Wednesday, June 19, 2013

1306.4142 (K. J. H. Giesbertz et al.)

Natural occupation numbers: When do they vanish?    [PDF]

K. J. H. Giesbertz, R. van Leeuwen
The non-vanishing of the natural orbital occupation numbers of the one-particle density matrix of many-body systems has important consequences for the existence of a density matrix-potential mapping for nonlocal potentials in reduced density matrix functional theory and for the validity of the extended Koopmans' Theorem. On the basis of Weyl's theorem we give a connection between the differentiability properties of the ground state wave function and the rate at which the natural occupations approach zero when ordered as a descending series.

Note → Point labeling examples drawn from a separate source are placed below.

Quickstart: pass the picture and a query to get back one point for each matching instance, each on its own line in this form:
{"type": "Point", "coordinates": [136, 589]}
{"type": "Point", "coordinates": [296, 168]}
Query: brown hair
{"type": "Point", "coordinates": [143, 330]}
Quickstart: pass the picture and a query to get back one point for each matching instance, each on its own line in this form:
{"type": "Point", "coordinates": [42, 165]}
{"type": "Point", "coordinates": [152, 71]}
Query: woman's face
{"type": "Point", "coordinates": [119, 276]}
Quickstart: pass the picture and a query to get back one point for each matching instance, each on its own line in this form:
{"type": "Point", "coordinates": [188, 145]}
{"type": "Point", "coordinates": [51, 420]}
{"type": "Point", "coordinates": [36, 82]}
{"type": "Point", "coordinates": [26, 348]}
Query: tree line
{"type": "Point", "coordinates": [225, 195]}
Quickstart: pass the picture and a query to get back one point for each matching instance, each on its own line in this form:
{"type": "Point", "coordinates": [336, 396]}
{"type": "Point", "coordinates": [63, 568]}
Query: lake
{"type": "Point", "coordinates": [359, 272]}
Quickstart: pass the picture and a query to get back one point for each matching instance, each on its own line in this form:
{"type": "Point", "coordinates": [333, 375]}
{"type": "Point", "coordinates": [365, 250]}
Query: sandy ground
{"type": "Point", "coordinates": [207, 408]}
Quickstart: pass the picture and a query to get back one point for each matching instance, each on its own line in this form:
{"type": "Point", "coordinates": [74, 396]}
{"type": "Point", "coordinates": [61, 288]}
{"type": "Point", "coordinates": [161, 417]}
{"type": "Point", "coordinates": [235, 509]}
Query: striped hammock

We show, in particular, that the presence of a Coulomb cusp in the wave function leads, in general, to a power law decay of the natural occupations, whereas infinitely differentiable wave-functions typically have natural occupations that decay exponentially. We analyze for a number of explicit examples of two-particle systems that in case the wave function is non-analytic at its spatial diagonal (for instance, due to the presence of a Coulomb cusp) the natural orbital occupations are non-vanishing. We further derive a more general criterium for the non-vanishing of NO occupations for two-particle wave functions with a certain separability structure. On the basis of this criterium we show that for a two-particle system of harmonically confined electrons with a Coulombic interaction (the so-called Hookium) the natural orbital occupations never vanish.